Part 1 is dedicated to the early days, where I found the idea and how I moved from a simple prototype on a napkin to the first baby gym produced. As a quick recap: in the last paragraph of Part 1 we were talking about our toy certification process followed by our photo shooting. At that point I still needed to work on one of the biggest challenges that every business needs to face: find you first customer!
Ready? let’s start, today we talk about sales, marketing and suppliers.
The long road to our first customer
By the end of October 2021 I had achieved much more than I what I would have thought: the website was live, my baby gym certification process was finally over and after a lot of frustration with my photo skills, I finally found a great photographer and I was ready to bring my products to the world! With all of these steps done, I was now looking at a bigger challenge: find my first customer!

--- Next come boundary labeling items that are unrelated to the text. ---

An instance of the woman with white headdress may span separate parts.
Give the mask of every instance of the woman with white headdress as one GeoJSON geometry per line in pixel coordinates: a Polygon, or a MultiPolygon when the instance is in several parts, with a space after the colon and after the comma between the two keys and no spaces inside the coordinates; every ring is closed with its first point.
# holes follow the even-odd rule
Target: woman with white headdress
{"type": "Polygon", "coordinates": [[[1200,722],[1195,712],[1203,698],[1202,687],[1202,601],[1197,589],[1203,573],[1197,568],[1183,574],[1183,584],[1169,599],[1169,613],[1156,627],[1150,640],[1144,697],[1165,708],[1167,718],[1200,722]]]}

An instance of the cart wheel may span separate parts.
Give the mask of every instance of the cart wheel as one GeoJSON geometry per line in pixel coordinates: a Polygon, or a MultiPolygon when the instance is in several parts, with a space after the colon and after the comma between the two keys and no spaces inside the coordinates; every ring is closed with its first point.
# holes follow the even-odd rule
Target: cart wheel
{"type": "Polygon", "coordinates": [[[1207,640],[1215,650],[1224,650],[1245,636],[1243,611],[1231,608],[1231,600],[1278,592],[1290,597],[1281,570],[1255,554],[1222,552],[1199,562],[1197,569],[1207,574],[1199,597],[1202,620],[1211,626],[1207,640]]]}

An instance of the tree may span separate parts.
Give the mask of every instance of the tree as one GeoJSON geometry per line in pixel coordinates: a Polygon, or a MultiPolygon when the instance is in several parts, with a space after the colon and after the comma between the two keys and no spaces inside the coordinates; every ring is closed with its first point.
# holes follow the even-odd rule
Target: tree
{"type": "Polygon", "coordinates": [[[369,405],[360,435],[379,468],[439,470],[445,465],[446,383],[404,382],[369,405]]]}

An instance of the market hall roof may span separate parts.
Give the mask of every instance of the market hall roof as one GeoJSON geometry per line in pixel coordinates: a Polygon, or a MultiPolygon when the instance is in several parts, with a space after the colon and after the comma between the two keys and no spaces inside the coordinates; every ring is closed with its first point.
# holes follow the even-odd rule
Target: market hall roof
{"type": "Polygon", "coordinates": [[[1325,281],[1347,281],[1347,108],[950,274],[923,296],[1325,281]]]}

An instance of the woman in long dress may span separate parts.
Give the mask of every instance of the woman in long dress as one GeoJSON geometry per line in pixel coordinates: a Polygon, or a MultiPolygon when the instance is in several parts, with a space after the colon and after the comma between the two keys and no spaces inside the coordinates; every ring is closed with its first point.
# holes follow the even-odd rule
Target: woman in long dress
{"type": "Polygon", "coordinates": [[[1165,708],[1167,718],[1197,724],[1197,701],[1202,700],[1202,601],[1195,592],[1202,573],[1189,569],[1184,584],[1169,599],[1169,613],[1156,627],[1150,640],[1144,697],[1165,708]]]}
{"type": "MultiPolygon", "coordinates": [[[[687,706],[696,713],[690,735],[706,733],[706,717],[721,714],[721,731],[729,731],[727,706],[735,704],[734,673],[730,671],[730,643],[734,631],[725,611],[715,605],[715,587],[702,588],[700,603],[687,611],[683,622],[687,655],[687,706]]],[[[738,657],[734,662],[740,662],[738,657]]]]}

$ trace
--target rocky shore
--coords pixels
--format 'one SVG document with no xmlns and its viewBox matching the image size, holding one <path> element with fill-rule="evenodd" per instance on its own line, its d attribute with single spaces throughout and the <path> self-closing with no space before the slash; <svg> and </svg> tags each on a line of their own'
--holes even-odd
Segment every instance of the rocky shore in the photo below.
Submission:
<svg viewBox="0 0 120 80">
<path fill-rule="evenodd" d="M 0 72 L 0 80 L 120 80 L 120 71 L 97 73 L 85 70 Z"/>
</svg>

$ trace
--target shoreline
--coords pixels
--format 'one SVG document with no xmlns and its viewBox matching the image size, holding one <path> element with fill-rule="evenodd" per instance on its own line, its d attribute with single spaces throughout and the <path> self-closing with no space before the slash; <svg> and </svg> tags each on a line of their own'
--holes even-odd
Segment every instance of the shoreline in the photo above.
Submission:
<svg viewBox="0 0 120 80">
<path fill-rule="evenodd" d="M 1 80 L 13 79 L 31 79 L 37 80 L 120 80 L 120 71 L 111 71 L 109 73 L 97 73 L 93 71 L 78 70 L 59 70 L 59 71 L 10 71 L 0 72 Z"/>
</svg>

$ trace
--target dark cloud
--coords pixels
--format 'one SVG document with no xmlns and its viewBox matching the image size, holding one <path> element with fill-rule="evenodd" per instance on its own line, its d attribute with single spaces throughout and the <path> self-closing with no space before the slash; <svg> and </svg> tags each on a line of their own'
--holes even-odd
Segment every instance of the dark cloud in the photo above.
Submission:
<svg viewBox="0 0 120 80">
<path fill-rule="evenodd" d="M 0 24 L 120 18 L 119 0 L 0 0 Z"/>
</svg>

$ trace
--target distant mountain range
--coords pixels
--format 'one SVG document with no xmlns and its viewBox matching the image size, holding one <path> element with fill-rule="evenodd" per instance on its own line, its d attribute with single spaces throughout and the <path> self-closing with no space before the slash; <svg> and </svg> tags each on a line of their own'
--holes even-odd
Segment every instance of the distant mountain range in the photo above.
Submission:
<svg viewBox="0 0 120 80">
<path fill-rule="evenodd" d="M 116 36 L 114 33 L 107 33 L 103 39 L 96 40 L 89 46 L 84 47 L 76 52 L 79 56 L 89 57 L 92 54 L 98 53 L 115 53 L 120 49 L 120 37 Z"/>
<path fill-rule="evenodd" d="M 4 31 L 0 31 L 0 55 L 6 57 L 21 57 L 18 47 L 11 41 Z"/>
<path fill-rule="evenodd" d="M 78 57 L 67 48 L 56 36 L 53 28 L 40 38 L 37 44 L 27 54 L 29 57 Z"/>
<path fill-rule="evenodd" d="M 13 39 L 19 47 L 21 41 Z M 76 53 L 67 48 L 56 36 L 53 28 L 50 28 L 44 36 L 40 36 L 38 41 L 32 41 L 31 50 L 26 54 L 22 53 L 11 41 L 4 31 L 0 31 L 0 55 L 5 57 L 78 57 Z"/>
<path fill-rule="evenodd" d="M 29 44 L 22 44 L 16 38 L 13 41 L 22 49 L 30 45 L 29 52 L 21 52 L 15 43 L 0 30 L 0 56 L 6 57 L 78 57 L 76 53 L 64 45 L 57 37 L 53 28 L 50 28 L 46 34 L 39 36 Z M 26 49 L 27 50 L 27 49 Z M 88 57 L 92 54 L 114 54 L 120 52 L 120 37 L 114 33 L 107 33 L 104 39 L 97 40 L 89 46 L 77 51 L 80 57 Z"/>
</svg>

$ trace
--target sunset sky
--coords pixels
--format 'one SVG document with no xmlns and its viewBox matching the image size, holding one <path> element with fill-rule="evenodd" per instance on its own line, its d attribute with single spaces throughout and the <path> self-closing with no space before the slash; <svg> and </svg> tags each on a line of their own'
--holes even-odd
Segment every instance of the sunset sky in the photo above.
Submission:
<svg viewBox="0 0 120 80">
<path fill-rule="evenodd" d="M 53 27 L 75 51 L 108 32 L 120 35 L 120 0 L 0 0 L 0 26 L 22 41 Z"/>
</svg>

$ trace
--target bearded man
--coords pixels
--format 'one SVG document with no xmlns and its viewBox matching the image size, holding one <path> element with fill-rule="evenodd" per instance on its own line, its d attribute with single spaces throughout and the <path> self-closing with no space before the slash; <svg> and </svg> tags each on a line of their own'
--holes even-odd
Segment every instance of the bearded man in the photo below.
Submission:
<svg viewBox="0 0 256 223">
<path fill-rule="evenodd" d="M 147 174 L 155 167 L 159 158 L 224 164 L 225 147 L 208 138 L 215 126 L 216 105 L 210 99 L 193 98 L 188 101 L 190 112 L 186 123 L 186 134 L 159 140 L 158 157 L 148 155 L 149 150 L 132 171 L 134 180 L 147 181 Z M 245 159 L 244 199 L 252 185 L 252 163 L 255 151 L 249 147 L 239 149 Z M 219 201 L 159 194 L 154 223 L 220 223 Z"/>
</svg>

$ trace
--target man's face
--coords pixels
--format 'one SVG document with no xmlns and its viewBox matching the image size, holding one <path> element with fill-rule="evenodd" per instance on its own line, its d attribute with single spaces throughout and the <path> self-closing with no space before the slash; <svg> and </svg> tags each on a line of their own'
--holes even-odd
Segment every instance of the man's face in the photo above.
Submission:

This is something that every entrepreneur eventually needs to face: you spend a lot of work to design, build and promote your product, sometimes to a point that is not even useful. You keep refining the details, imagine every potential issue it might come up and check everything over and over a thousand times! Yet….who is now buying your product? Finding your first customer is mostly a matter of luck and persistence: in November 2021 I was finally ready to sell my baby gyms and I was constantly looking at Google Analytics to see how many visits I was having on a daily basis. Unfortunately, building an e-commerce and obtaining visibility (and therefore customers and orders) can take quite a bit of time, especially if you are not really prioritizing marketing. My marketing strategy was simple: use social networks to promote my brand and talk a bit about our baby gym. My first focus has been Instagram and then I quickly moved to Facebook and LinkedIn, creating dedicated pages for Cherieswood and attracting the first likes, questions and comments! While I was doing that, I was also learning about SEO (Search Engine Optimization) and the importance of content marketing: for many website owners the quickest way to gain visibility and visits is to publish content that can be useful and attractive for their audience. The better the content the easier it will be for this content to be indexed by Google and attract more visits: you might answer specific questions your audience is interested in or cover the specific industry you are in. I started writing a few blog posts talking about Cherieswood (here you can see the first one published!) and slowly adding more week over week, not something that I truly enjoyed (writing takes a lot of time), but that definitely helped Cherieswood get off the ground and have more and more visits every day.
Last but not least I started thinking about marketplaces: Etsy is the most famous one for artisanal brands like Cherieswood. In a few days I was able to open our store and publish the first baby gyms there. In January 2021 we also started selling Cherieswood on Amazon store (in Italy, more about this in one of the next articles).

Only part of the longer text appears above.